SPOX: Woher rührte Ihr Interesse am Fußball?
Meinert: Mein Vater und mein Bruder spielten beide Fußball. In unserem Garten hatten wir damals zwei Tore aufgestellt. An einem Sonntag spielte die ganze Familie dort. Man kann sagen, dass das Fußballspielen im Garten immer eine große Familienfeier war.
SPOX: Zwölf Jahre spielten Sie beim FCR Duisburg in der Bundesliga. Was haben Sie nebenbei gemacht?
Meinert: Nach meinem Abitur habe ich an der Sporthochschule Köln mein Studium begonnen. Dort legte ich später mein Diplom als Sportlehrerin ab.
SPOX: Welche Erinnerungen haben Sie an Ihr erstes Länderspiel?
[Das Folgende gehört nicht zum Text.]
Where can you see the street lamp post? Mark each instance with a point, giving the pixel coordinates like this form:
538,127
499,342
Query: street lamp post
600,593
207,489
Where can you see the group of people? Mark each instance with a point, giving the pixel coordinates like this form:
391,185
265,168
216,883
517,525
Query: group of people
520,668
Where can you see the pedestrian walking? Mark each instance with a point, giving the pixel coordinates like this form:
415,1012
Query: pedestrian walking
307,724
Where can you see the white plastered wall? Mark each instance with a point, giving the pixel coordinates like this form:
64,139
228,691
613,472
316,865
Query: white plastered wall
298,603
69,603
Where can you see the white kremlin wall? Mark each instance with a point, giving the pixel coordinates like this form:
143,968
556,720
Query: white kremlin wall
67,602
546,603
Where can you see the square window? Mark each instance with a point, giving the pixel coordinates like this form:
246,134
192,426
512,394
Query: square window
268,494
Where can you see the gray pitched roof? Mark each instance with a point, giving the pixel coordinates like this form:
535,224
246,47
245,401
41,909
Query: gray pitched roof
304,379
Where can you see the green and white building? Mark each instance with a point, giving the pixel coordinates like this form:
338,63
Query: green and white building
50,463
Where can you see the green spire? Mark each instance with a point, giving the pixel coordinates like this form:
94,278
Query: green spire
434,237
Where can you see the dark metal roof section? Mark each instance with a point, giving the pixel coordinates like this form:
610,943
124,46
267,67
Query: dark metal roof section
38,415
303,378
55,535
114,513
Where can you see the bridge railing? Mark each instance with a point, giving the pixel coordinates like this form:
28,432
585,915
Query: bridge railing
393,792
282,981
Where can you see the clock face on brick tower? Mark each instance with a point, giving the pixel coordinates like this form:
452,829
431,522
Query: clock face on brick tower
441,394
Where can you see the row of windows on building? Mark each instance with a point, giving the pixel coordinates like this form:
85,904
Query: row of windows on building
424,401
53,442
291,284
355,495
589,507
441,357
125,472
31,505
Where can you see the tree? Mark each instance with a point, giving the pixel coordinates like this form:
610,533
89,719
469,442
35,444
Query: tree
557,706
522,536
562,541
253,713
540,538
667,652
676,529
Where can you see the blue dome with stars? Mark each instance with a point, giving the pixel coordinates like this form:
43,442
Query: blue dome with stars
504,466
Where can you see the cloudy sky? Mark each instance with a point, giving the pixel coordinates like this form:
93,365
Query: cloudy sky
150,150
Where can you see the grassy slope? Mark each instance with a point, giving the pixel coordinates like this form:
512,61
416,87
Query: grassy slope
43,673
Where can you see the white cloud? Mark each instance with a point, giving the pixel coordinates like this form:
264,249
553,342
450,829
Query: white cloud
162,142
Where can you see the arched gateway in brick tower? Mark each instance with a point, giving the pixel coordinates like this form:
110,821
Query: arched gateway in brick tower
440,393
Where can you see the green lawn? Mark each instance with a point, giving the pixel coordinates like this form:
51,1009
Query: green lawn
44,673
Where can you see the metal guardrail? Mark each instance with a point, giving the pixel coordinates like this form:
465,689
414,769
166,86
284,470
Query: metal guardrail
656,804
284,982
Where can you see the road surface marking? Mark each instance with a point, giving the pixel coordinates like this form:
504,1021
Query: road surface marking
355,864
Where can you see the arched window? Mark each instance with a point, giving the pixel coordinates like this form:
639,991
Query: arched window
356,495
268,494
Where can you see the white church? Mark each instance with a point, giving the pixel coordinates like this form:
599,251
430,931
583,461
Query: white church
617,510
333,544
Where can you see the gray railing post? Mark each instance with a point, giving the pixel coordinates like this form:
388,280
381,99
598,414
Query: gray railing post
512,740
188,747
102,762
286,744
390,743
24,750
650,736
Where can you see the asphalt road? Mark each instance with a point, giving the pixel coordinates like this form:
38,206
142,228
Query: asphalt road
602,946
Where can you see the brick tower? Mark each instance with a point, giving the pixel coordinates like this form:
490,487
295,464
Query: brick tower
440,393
Meinert: Das war 1991 in Belgien und wir siegten mit 2:1 unter Trainer Gero Bisanz. Ich durfte von Anfang an spielen. Ich hatte damals das Gefühl, dass ich bei einem Preisausschreiben gewonnen hätte und einmal in der Nationalelf mitspielen durfte. Genauso habe ich auch gespielt. Ich war sehr unzufrieden mit meiner Leistung und habe keine guten Erinnerungen an mein erstes Länderspiel.
SPOX: Wir möchten nun gerne eine Zeitreise mit Ihnen machen: 26. März 1995, Fritz-Walter-Stadion, EM-Finale gegen Schweden, 33. Minute: Sie schießen nach einem 0:1-Rückstand den Ausgleich...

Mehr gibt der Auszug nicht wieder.